Jefferson Surgical Clinic reminds you to try to avoid the middle of the day (11 a.m. to 3 p.m.) and find a friend to join you for safety purposes. Some other tips to remember:

  1. Don’t forget your feet: Your body sweats as much in shoes as anywhere, so opt for ventilated shoes and socks that repel moisture. If your feet sweat heavily, try foot powder or antiperspirant.
  2. Hydrate: Drink several cups of water before, during and after exercising. Leave the caffeinated or alcoholic beverages alone. Because people may not even realize they’re thirsty, it’s important to drink water regardless of your perceived thirst level when exercising.
  3. Dress for the occasion: Lightweight and light-colored clothing is the best choice for outdoor physical activity. Wear a hat and/or sunglasses to provide further protection to your face and eyes.
  4. Take breaks: To help ward off heat exhaustion, find some shade periodically to cool off and sip on some water.
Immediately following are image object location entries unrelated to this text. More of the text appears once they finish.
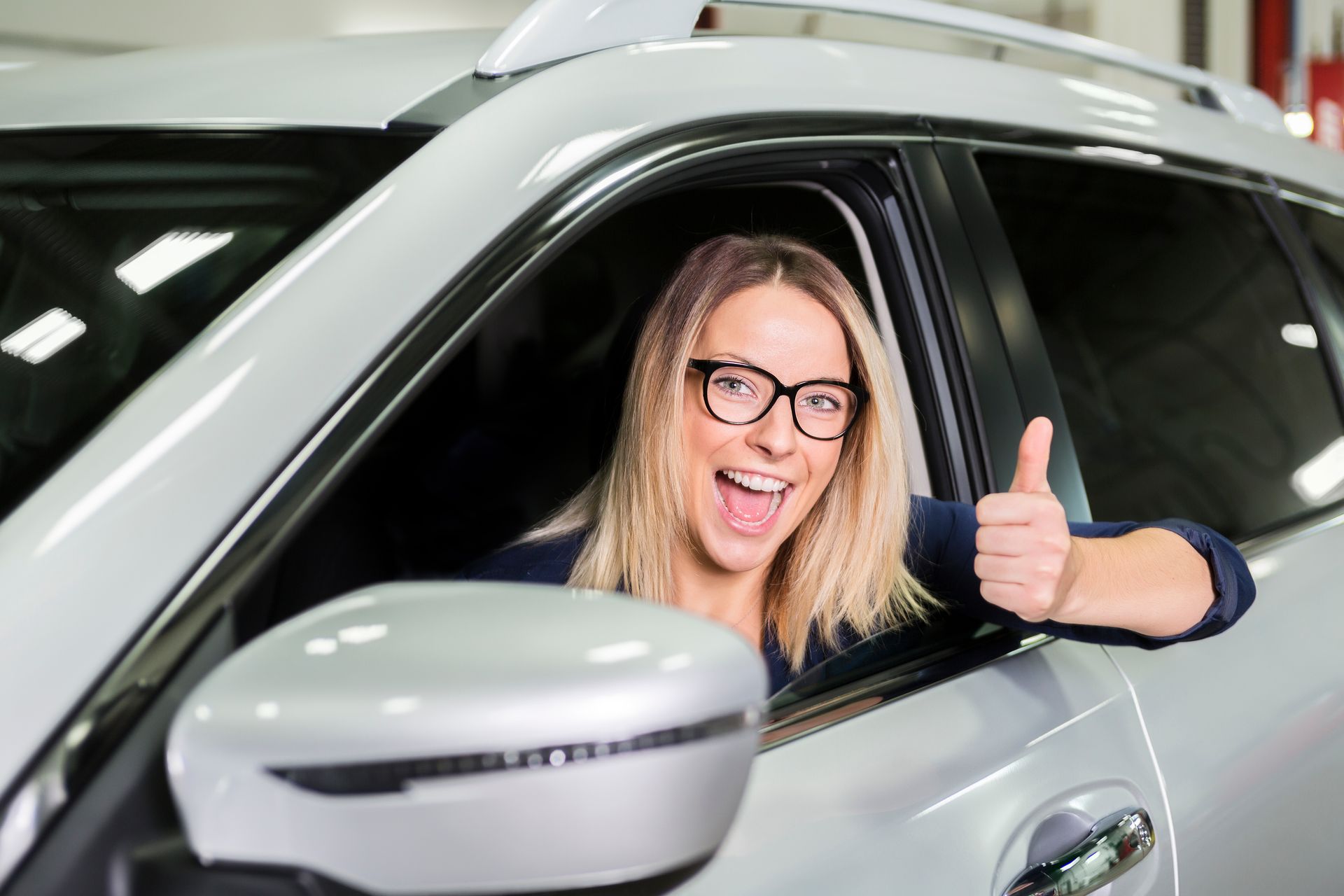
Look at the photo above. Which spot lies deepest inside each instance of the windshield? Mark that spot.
(118, 248)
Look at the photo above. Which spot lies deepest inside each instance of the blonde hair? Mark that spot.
(846, 561)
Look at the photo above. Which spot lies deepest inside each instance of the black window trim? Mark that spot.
(1268, 197)
(118, 700)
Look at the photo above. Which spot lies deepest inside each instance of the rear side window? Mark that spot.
(1179, 340)
(118, 248)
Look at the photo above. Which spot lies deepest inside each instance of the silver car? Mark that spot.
(280, 324)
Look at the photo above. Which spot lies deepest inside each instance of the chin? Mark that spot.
(732, 555)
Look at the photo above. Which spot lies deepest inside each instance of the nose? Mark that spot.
(774, 434)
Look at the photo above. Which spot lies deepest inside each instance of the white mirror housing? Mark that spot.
(476, 738)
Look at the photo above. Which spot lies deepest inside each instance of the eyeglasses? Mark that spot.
(739, 394)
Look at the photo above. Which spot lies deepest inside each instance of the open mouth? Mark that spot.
(750, 498)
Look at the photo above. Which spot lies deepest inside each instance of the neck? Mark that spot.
(736, 599)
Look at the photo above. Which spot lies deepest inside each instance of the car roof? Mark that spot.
(343, 83)
(371, 81)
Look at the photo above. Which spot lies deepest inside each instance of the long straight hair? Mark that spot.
(846, 561)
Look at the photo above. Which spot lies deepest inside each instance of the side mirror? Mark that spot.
(470, 738)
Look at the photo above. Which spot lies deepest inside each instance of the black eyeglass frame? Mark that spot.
(780, 388)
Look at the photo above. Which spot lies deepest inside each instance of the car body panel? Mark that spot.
(965, 770)
(1253, 766)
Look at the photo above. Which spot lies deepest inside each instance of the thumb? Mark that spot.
(1034, 457)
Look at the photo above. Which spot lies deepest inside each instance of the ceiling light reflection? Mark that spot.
(1120, 153)
(42, 337)
(362, 634)
(619, 652)
(400, 706)
(167, 255)
(320, 647)
(1303, 335)
(1319, 479)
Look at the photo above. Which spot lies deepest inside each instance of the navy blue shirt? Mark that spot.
(941, 552)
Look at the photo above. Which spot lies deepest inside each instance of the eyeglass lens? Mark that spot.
(739, 396)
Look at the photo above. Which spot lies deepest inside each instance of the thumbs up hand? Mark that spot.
(1025, 556)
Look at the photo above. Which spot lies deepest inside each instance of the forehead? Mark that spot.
(780, 328)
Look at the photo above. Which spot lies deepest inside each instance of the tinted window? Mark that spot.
(116, 250)
(1176, 332)
(1326, 232)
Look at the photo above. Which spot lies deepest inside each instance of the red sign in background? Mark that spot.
(1326, 80)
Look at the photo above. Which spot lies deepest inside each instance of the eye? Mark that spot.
(733, 386)
(822, 402)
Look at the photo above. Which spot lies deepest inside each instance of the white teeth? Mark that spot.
(756, 481)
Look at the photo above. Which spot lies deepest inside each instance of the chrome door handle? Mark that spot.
(1114, 846)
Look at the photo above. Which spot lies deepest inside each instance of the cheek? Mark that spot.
(823, 461)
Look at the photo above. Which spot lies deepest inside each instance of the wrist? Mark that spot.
(1072, 594)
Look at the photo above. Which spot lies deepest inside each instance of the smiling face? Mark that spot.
(738, 523)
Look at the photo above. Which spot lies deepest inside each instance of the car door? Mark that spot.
(1193, 346)
(956, 766)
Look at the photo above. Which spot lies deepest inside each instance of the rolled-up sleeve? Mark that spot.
(942, 554)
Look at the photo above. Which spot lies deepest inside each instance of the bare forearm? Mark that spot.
(1149, 580)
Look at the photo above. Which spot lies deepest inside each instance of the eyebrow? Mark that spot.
(746, 360)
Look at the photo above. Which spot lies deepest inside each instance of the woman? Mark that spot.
(792, 522)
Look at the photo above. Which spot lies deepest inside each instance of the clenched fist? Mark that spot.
(1025, 556)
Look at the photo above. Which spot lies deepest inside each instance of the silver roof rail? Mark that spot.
(553, 30)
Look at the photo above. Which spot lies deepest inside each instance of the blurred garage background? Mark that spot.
(1291, 49)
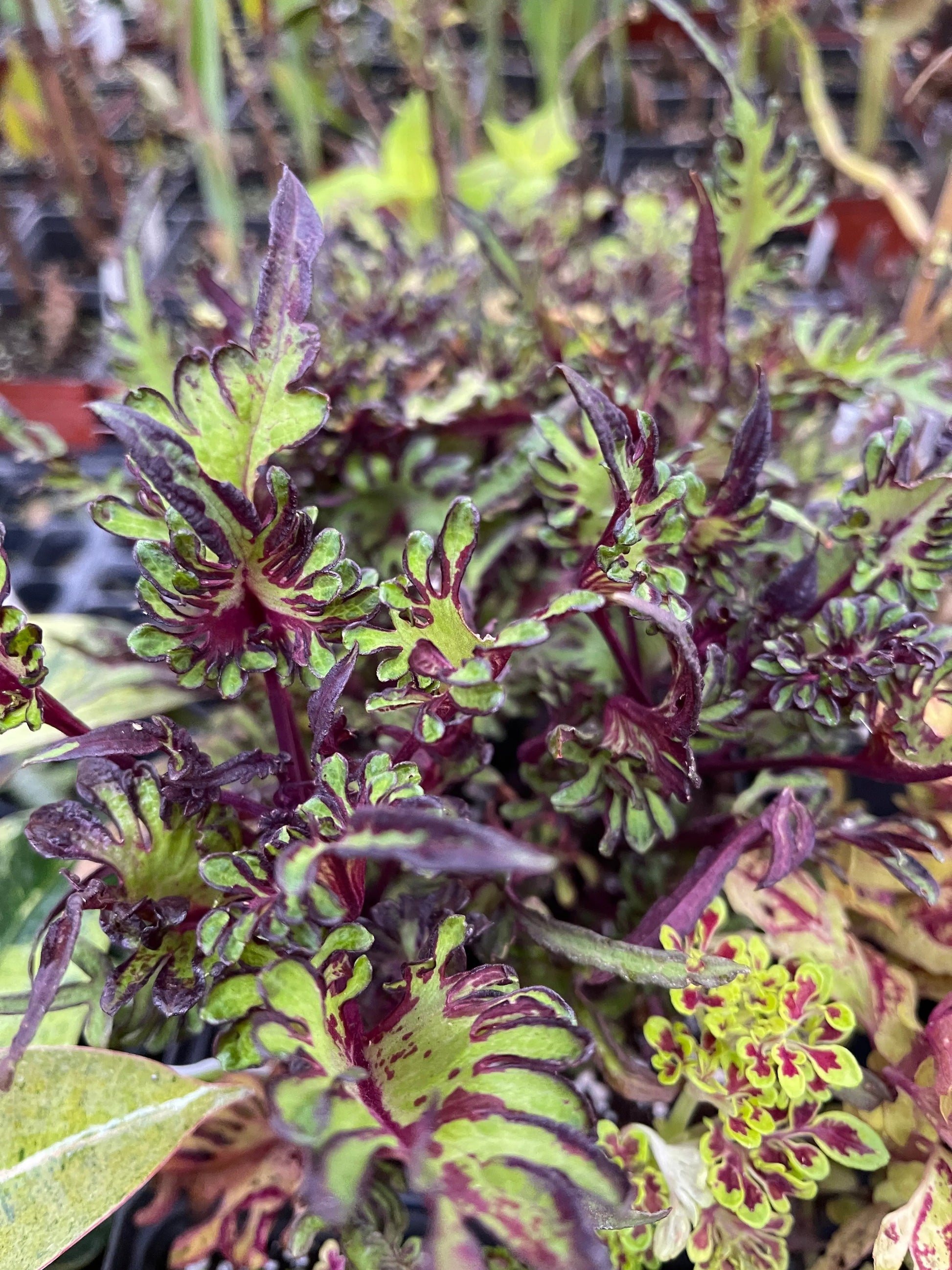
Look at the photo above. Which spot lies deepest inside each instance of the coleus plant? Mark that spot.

Symptoms of Heat Exhaustion and Heat Stroke

Elevated body temperatures can cause heat exhaustion, which can lead to the more serious heat stroke as body temperatures reach 104 degrees. Heat exhaustion symptoms include headaches, cool skin, dizziness, nausea and vomiting, and dark urine. If you experience these, move to a cooler spot and try to cool off with wet cloths and fanning.

If you experience or witness the following symptoms of heat stroke, call 911 immediately: fever above 104 degrees; confusion or irrational behavior; hot and red skin; seizures; shallow breathing; and a rapid or weak pulse.